- Financials companies have seen their stocks battered during the downturn. This past week was especially brutal.
- Despite government efforts to help, concerns over Financials' health have been renewed amid worries over commercial mortgage-backed securities and the broader economy.
- It's no small coincidence that Financials' recent dive has occurred around the same time as changes in TARP. Inconsistent government actions and messages heighten uncertainties over Financials' short-term outlook.
- The financial landscape has improved markedly in recent weeks, but confidence remains shaken and uncertainty pervasive. At this point, a wait and see attitude continues to prevail.
(Editor's Note: MarketMinder does NOT recommend individual securities; the below is simply an example of a broader theme we wish to highlight.)
Financials companies have been at the center of this market and economic storm and not surprisingly, their stocks have been battered. This past week was especially brutal—the S&P 500 index's Financials sector slid 10% on Thursday, before recovering somewhat late Friday. Last year, Financials stocks represented around 25% of the S&P 500. Now they are near 12%.*
Despite government efforts to shore up Financials with a variety of measures, concerns over their health have intensified of late amid worries over commercial mortgage-backed securities, consumer debt, the broader economy—you name it. Specifically, Citigroup has come under pressure after it recently announced plans to bring an estimated $17.4 billion worth of murky debt-based securitized assets onto its balance sheet.
Despite Citigroup's claims that it remains well capitalized, investors fearful of Citigroup's ability to operate with a weakened balance sheet (among other worries) responded by driving Citi's stock down to below $4 dollars a share as of last Friday's close—a 60% drop over the course of the week.
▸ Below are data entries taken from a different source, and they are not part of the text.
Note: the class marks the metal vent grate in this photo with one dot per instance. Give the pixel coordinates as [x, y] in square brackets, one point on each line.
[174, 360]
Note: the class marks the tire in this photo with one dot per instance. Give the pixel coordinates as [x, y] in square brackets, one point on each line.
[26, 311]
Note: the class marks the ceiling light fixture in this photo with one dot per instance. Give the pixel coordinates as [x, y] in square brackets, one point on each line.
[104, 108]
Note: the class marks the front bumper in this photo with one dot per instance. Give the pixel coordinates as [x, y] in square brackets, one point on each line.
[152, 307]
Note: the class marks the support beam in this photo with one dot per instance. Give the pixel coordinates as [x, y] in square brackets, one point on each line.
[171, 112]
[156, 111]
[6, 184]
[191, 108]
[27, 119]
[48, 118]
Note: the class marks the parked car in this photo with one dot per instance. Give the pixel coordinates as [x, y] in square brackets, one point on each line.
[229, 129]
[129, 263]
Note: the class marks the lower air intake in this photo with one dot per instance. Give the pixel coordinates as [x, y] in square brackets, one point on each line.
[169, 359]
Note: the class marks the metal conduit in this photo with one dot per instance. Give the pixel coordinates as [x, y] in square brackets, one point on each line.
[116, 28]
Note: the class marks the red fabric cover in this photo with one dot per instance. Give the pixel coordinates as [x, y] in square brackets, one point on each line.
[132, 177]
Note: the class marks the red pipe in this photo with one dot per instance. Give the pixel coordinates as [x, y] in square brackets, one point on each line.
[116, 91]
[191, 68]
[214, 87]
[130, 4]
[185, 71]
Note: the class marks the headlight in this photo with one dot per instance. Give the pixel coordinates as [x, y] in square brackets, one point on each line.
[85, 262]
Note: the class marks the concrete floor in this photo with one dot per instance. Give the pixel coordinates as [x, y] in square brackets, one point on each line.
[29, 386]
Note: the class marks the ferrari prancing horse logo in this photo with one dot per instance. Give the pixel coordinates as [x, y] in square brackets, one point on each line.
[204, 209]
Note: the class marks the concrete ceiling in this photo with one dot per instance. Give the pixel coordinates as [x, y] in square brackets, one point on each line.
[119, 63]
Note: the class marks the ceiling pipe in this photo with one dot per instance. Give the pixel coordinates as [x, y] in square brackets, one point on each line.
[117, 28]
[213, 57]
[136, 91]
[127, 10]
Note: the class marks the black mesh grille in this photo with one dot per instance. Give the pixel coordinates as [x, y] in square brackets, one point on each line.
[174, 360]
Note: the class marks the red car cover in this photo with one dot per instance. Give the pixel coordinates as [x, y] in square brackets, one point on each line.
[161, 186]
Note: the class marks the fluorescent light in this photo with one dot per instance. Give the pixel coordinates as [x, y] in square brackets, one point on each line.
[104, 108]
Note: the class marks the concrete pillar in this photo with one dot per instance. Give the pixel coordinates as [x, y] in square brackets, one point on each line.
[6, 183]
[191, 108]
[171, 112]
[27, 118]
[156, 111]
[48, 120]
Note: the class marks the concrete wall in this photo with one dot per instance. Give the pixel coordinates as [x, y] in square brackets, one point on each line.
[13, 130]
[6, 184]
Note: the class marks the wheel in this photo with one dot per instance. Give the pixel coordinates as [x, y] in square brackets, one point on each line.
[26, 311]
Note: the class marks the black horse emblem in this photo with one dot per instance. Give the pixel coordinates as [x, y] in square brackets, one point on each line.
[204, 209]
Now, Citigroup is said to be considering options including selling all or parts of the company, merging with a rival, or maybe preparing itself for another good old-fashioned government bailout.
Though some worry Citigroup may "pull a Lehman" (failure without a government bailout), we think it's unlikely Citigroup will be allowed to fail. If anything has been consistent in this financial crisis, it's been the Fed and Treasury Secretary Paulson's actions to protect the interests of commercial banks. If Citi is in trouble, there's little reason to believe nothing will be done, though not impossible.
It's no small coincidence Financials' recent dive occurred around the same time Paulson announced the government would no longer purchase bad mortgage-backed assets through the Troubled Asset Relief Program (TARP) and a suspension of further TARP spending will take place. Both actions heighten uncertainties over Financials' short-term outlook, and the next administration may not formalize plans for TARP for some time.
And it's not just Citi. It's worth noting that Financials stocks as a group has plunged lately—even though most big banks appear to be in okay capital positions. To wit, Bank of America bought an additional 8.4% stake in China Construction Bank Corp. and JP Morgan made a bid for Chevy Chase Bank.
The financial landscape has improved markedly in recent weeks, but confidence remains shaken and uncertainty pervasive. As previously mentioned, markets don't seem to be reacting to fundamentals; fear and other pressures are not untypical at bear market finales. When human emotions are severely tested, sentiment can rapidly shift from one side to the other. But at this point, a wait and see attitude continues to prevail.